Я невинно улыбнулась.
– Мы зовем ее Либби. К нам подошел Гэбриел.
Либби звучит очень старомодно, – заметил он. – Думаю, я буду звать ее За.
Мы с Гэбриелом направились к коктейльному столу.
– Мисс Милагро, я не стану, конечно, выражать недовольство, но что заставило вас надеть это возмутительное платье?
– Простая случайность, однако объяснить сложно.
– Уверен, что дядям это понравится, – сказал Гэбриел, – а вот тетки наверняка выцарапают им глаза, если заметят, как они на тебя глазеют. – Он наполнил два бокала, но поговорить нам так и не удалось.
Гэбриела окружили тетки. Они гладили его по красивым рыжим волосам и восхищались гладкой кожей, словно он был щекастым трехлетним ребенком, а не холеным горожанином.
Ускользнув от этого сборища, я столкнулась с Сайласом.
– Мис-с-с Де Лос-с С-сантос-с, – проговорил он, смакуя каждую «с» в моем имени.

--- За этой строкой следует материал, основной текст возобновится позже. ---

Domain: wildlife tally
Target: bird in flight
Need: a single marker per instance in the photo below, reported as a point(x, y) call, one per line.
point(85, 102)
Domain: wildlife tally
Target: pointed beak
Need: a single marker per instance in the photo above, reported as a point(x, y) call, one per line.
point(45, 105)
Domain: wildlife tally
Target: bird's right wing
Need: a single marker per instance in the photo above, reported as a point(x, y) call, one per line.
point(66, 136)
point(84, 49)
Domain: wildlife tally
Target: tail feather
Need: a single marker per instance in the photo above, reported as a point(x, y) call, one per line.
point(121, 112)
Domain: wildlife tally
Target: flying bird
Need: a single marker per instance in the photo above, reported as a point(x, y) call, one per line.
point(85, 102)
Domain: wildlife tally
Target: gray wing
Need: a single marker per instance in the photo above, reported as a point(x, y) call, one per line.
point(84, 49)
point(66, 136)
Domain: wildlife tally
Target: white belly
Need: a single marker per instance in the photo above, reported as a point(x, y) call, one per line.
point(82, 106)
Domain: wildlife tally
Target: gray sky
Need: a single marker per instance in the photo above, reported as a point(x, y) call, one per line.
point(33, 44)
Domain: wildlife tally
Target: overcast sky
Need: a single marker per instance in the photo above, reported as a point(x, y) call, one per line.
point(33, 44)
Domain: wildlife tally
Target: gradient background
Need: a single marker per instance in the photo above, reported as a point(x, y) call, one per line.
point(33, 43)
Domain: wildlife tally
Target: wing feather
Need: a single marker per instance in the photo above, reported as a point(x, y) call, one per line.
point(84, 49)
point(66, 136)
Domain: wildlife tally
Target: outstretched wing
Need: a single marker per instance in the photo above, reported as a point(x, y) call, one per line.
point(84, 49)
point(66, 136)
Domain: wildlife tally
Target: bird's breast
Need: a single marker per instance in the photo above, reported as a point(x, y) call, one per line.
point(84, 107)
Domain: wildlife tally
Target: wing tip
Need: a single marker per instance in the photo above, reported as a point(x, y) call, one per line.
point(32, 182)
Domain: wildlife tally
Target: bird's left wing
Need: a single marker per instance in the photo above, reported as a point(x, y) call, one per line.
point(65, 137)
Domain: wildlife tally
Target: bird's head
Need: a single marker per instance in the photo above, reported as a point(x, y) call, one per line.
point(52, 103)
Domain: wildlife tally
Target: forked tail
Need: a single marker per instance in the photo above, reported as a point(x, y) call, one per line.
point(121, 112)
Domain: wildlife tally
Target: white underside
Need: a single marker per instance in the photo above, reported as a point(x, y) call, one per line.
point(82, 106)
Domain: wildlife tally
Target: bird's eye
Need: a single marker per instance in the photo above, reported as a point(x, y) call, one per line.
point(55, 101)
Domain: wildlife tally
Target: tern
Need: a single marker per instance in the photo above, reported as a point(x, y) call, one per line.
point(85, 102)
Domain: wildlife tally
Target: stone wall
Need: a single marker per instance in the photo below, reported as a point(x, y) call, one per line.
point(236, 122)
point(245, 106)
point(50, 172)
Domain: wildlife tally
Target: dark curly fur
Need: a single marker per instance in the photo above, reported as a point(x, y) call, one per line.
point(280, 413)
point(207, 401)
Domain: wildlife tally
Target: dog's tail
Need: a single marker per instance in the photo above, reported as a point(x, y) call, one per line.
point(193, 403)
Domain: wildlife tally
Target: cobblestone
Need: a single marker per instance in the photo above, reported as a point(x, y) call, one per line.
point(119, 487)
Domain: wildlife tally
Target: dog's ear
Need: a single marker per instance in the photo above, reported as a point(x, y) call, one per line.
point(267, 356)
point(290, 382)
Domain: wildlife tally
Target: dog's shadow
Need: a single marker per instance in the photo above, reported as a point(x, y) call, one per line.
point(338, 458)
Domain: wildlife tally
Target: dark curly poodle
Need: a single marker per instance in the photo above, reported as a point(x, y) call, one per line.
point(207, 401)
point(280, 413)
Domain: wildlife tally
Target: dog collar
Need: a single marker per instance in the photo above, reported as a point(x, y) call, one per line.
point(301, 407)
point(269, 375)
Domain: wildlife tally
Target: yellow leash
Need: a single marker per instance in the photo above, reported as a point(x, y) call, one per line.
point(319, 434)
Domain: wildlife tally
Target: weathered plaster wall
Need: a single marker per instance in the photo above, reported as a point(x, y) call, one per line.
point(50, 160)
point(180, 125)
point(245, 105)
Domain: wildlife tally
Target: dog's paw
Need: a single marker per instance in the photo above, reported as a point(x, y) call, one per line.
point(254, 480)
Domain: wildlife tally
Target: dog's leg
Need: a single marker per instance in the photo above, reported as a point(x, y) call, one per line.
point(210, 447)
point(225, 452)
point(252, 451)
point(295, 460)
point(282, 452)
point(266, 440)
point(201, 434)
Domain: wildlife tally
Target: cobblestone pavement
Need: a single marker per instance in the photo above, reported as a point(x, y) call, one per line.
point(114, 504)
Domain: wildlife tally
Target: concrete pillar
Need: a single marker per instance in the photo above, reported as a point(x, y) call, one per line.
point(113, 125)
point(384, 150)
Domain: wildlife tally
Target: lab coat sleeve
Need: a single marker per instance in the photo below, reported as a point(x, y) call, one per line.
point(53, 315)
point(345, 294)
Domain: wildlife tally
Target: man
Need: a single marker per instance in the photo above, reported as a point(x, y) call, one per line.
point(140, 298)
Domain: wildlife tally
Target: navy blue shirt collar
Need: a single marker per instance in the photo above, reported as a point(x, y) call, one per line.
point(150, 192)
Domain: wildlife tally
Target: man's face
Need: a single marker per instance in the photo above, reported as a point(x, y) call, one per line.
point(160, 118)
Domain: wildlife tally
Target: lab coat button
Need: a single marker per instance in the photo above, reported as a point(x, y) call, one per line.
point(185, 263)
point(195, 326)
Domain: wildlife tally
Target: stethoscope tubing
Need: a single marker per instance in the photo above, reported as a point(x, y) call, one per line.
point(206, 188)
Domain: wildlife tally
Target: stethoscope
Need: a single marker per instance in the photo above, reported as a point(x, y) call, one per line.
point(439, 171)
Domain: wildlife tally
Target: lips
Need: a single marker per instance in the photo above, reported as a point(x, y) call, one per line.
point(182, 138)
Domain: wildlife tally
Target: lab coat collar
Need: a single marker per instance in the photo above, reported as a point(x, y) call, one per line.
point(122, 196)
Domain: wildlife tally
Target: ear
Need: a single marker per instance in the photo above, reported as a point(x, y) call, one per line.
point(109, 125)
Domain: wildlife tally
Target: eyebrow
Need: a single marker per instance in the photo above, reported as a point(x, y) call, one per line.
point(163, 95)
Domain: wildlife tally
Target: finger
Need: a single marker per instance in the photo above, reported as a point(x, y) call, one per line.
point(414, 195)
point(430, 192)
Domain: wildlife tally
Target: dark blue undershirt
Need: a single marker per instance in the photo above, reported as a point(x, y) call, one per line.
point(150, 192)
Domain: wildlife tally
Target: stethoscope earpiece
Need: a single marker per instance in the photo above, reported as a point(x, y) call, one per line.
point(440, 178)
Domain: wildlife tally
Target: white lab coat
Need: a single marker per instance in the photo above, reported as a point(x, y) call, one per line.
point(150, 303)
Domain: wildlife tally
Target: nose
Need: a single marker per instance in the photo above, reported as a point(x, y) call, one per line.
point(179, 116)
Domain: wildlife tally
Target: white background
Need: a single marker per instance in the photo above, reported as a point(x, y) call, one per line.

– Гос-сподин Сайлас-с, – мягко отозвалась я, пытаясь вычислить этого парня. Если доверять моему внутреннему радиометру, то по сексуальной шкале он не относился ни к натуралам, ни к голубым. Его глаза не сходили с моего лица.
Он придвинулся ко мне.
– Надеюс-сь, вы не с-станете с-судить об Уиллеме по тем мыс-слям, которые он выс-сказал вчера, – проговорил Сайлас, добавляя в слова в два раза больше «с», чем требовалось. – Я с-сажусь рядом с-с ним, чтобы с-смягчить вс-спышки, с-столь нехарактерные для уважаемого и благородного человека, которым он когда-то был. – Сайлас едва заметным жестом поднес кончики пальцев к голове. – Вы меня понимаете?
Неужели у Уиллема ранняя стадия слабоумия?
– Думаю, да.
Сайлас облегченно улыбнулся.
– С-сейчас-с с-спорить с-с ним бес-сполезно. Но мы с-стараемс-ся относ-ситьс-ся к нему с-с уважением, которое он завоевал в течение прошедших дес-сятилетий. Мы отдаем предпочтение терпимос-сти, а не порицанию.
– Насколько я понимаю, он был другим человеком.
– Он был джентльменом и ученым, нас-стоящим с-светилом! – пояснил Сайлас. – У меня с-сердце разрываетс-ся, когда я вижу ухудшение его с-сос-стояния, но для меня большая чес-сть с-служить ему поддержкой на с-склоне лет.
Мне нравилась его церемонная манера изъясняться. Он казался мне человеком, который слишком много времени проводит со старыми документами и слишком мало – с другими людьми. Недостаток сексуальности в нем тоже вызывал любопытство.
– Это очень любезно с вашей стороны.
– Уинни говорила, что вы пис-сательница. Это же, наверное, с-страшно интерес-сно!
Я тут же прониклась к нему.
– Так только кажется. Я просто часами сижу за столом.
– Уверен, вы с-скромничаете. Рас-с-скажите, о чем вы пишете?
Когда я рассказываю о своих политических ужастиках, люди чаще всего реагируют негативно, но Сайласа это, кажется, восхитило. Я поведала ему о своих рассказах, о попытках написать сценарий, о романе и о новеллах «Uno, Dos, Terror!».
– Не с-сомневаюс-сь, что ваш талант с-скоро признают, мис-с-с Де Лос-с С-сантос-с. У вас-с ис-сключительный характер, – заявил он. – Меня также интерес-сует то, как вы выжили. Могу я позвонить вам и приглас-сить на чашку кофе?
– У меня нет собственного телефона, но вы можете позвонить сюда, и мне все передадут.
– Мерзость! – вдруг завопил пожилой подопечный Сайласа.
Услышав из чьих-нибудь уст слово «мерзость», я автоматически принимаю его на свой счет.
Но Уиллем указал на Гэбриела и заявил:
– Гомосексуализм – это мерзость. Твой долг перед родственниками – жениться, продолжить наш род и традиции. Твои родители правильно сделали, что отказались от тебя, ведь ты осрамил всех нас!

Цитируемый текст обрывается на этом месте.